In due course, Gulen built schools. He formed “lighthouses” where rural kids who had come to cities to study, could stay. He founded publishing companies. By the 1980s, the statist economy in Turkey had opened up. Restrictions on religious groups had eased. In 1983, Gulen’s followers founded a conglomerate Kaynak Holding which today has several companies in retail, IT, construction and food industries. Its’ main division, Kaynak Publishing, maintains 28 publishing labels. It controls several TV stations. In 1996, loyal men encouraged by Gulen, established Bank Asya, now Turkey’s largest Islamic bank. A charity called “Is Anybody There” gives 5 to 10 per cent of its income to projects.

Schools though remain central to Gulen’s orbit. He has them in Central Asia; he runs them in far-flung places like Indonesia, Sudan and Pakistan. Even non-Muslim countries like Mexico and Japan have them. Gulenists’ school and universities are spread over 100 countries. They even had schools in Afghanistan in the 1990s.Gulen found a way to ease Islam back into Turkey’s mainstream. He played on Turkey’s past. “Turkey was once very successful and then it became so badly considered in the world,” he said. “You can not expect to sit in one place and hope things will change. You have to go out…represent your culture and values in a good way.”

Gulen had discovered that the secular Turkish Republic suffered from a cultural void. Gulen’s movement is the story of modern Turkey’s evolution towards Islam.

In 2000, Gulen was charged with treason by the Turkish state, in pre-Erdogan era.The year before, a video had surfaced in which Gulen said: “You must move in the arteries of the system, without anyone noticing your existence, until you reach all the power centres…until that time, any step taken would be too early, like breaking an egg without waiting the full 40 days for it to hatch.” Gulen denied the charge, claimed the video had been tampered with.
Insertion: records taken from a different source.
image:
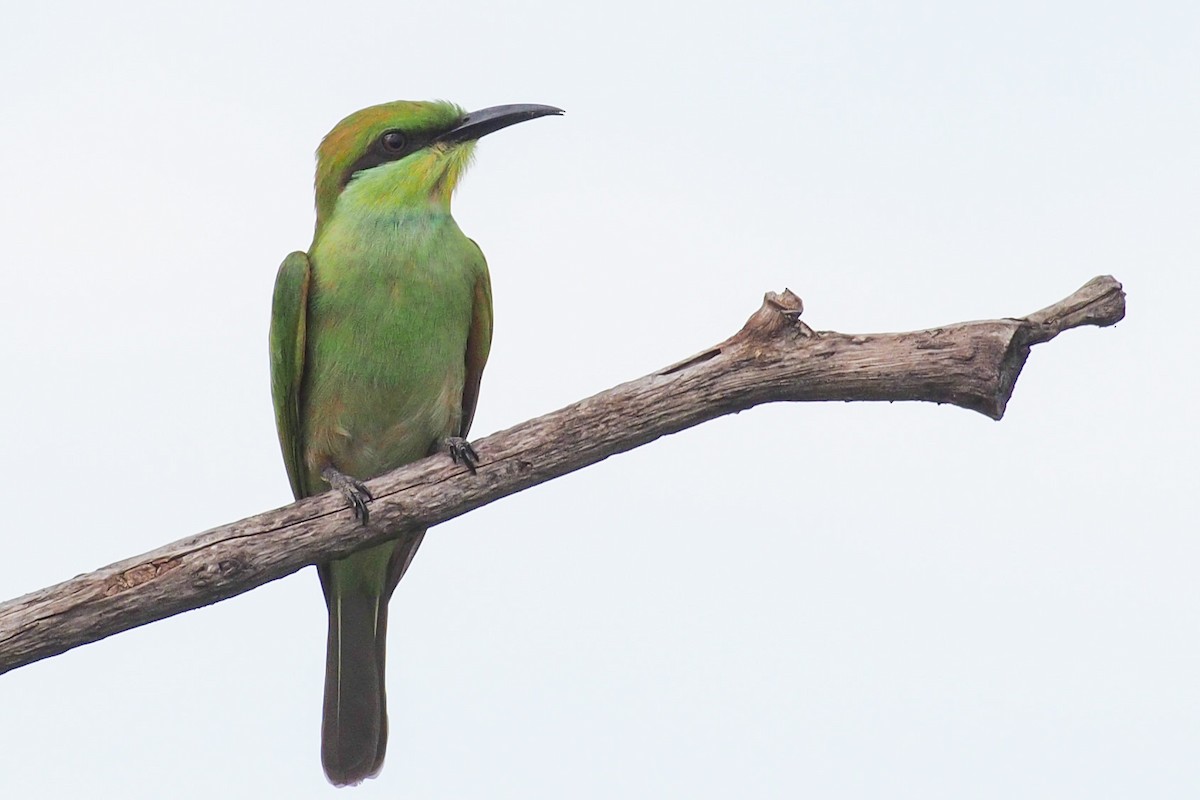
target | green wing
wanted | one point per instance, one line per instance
(289, 312)
(479, 343)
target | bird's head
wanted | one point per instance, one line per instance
(406, 152)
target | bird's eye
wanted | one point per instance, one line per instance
(394, 140)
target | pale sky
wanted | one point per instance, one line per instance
(807, 600)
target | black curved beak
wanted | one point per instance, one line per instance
(490, 120)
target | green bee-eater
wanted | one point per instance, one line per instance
(378, 340)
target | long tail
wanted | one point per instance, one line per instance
(354, 722)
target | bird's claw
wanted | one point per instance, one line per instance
(353, 489)
(461, 452)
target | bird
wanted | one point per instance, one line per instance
(378, 338)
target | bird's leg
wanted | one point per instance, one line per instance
(461, 452)
(353, 489)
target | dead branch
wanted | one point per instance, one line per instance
(774, 356)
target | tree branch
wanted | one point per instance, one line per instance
(774, 356)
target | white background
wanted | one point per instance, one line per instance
(827, 601)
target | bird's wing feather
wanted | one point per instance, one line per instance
(289, 312)
(479, 343)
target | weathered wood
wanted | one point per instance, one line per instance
(773, 358)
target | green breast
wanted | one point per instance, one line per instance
(389, 314)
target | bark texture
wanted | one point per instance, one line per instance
(773, 358)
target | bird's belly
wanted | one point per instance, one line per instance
(378, 428)
(384, 380)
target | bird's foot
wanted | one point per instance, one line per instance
(353, 489)
(461, 452)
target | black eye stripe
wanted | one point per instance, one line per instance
(394, 142)
(387, 148)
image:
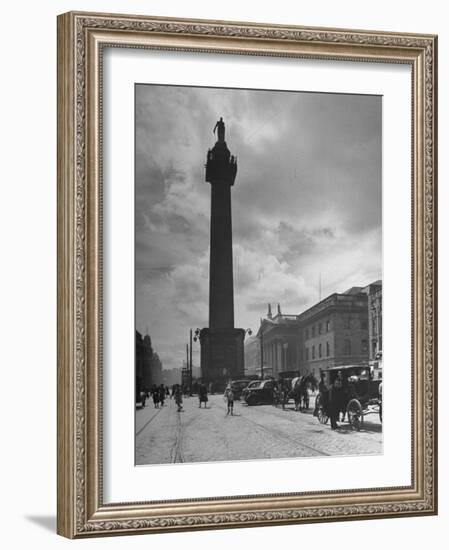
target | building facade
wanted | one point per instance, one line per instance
(342, 329)
(148, 367)
(278, 342)
(374, 292)
(334, 332)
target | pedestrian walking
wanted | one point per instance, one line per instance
(335, 400)
(155, 394)
(162, 394)
(202, 395)
(177, 391)
(229, 397)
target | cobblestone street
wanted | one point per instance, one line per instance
(202, 435)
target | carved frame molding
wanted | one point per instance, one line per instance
(81, 37)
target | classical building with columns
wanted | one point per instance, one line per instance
(334, 331)
(278, 341)
(342, 329)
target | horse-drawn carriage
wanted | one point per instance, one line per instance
(360, 395)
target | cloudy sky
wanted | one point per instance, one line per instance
(306, 201)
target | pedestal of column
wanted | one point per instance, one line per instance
(222, 356)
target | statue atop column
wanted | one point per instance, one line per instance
(220, 127)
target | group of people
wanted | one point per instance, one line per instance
(334, 398)
(161, 393)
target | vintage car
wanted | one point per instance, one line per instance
(238, 386)
(362, 393)
(260, 393)
(251, 385)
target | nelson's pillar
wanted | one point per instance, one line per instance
(222, 355)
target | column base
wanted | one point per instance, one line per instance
(222, 356)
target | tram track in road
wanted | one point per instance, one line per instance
(148, 422)
(344, 427)
(291, 440)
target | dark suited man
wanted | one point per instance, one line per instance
(335, 400)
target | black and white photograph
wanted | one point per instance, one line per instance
(258, 274)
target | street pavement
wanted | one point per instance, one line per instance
(201, 435)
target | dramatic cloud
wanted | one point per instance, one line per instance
(306, 203)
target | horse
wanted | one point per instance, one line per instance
(300, 390)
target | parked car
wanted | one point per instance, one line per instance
(362, 393)
(260, 394)
(249, 387)
(238, 386)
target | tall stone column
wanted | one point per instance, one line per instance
(222, 353)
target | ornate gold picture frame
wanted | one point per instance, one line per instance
(82, 509)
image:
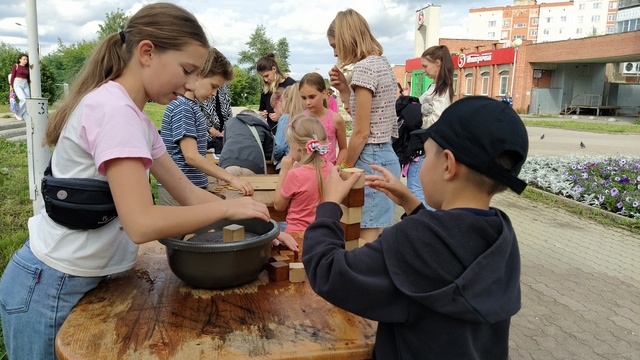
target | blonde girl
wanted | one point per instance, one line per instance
(292, 105)
(371, 93)
(272, 78)
(102, 133)
(300, 183)
(313, 91)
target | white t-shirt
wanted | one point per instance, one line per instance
(105, 125)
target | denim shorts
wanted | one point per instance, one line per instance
(378, 210)
(35, 299)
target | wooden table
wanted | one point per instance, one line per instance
(148, 313)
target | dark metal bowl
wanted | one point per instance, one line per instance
(222, 265)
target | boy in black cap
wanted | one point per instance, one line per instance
(443, 284)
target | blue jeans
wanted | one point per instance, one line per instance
(35, 300)
(21, 88)
(378, 209)
(413, 181)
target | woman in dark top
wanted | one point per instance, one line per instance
(272, 78)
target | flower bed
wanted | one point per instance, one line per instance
(605, 182)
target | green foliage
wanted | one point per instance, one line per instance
(66, 61)
(245, 89)
(115, 21)
(259, 45)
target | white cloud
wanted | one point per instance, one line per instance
(230, 23)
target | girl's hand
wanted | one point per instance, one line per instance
(287, 240)
(287, 163)
(244, 186)
(390, 185)
(335, 189)
(244, 208)
(338, 80)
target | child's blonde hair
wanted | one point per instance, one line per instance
(353, 38)
(300, 131)
(168, 26)
(216, 64)
(292, 101)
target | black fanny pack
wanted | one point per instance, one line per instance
(77, 203)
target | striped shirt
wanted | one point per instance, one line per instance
(183, 118)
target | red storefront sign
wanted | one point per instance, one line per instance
(490, 57)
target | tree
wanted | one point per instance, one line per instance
(259, 45)
(115, 21)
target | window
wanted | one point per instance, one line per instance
(504, 82)
(485, 83)
(469, 85)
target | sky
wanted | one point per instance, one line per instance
(230, 23)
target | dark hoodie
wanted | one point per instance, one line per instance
(442, 285)
(240, 146)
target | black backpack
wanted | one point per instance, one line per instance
(409, 119)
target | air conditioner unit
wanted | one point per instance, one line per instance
(630, 68)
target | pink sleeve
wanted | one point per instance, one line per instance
(290, 184)
(110, 132)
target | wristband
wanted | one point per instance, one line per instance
(344, 165)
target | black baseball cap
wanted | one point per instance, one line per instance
(477, 130)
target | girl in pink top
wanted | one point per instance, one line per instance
(300, 183)
(313, 91)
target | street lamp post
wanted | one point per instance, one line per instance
(515, 44)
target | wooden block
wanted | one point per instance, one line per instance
(278, 271)
(280, 258)
(351, 231)
(296, 272)
(346, 173)
(353, 244)
(233, 232)
(351, 215)
(188, 236)
(354, 198)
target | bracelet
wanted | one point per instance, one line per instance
(344, 165)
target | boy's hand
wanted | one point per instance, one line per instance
(391, 186)
(335, 189)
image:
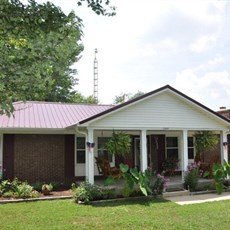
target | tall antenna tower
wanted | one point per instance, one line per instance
(95, 74)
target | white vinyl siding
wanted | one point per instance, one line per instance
(163, 111)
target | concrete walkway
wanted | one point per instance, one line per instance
(201, 198)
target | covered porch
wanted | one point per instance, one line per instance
(161, 124)
(149, 149)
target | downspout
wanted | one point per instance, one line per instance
(86, 155)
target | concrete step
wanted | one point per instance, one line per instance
(176, 193)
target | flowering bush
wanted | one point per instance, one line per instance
(192, 175)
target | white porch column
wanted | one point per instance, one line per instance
(90, 158)
(224, 146)
(1, 156)
(144, 163)
(184, 152)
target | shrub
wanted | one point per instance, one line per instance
(23, 190)
(16, 188)
(85, 192)
(192, 176)
(158, 184)
(148, 182)
(47, 188)
(220, 176)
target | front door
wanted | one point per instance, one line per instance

In 2006, he was acquitted of all charges of conspiracy.

By then Turkey had gone through a tectonic shift under Erdogan. The dominance of secularists and their allies in the military was over. The rise of AK Party shrunk the space for secularists. Erdogan himself wasn’t a Gulenist. But both he and the Gulen movement had a common enemy in the old elites. It was a natural alliance. Erdogan’s biggest gain was to get the army out of politics. The support of Gulenists and their cultural affiliation of Islam were immense.

Gulenists are accused of running a parallel society in Turkey. When AK Party-backed constitutional referendum was passed in 2010, Erdogan hailed the strong support of Gulen and his media. However, rift soon began to surface. Erdogan became more powerful and more authoritative. Gulen spoke against the Turkish Marmara Flotilla issue that aimed to break the Gaza blockade and was attacked by Israeli forces in 2010. This was the moment when Erdogan began suspecting “Gulen-Israel axis” with US as puppet-master. He believed Gulen had joined forces with Zionists and West who wanted to weaken Turkey.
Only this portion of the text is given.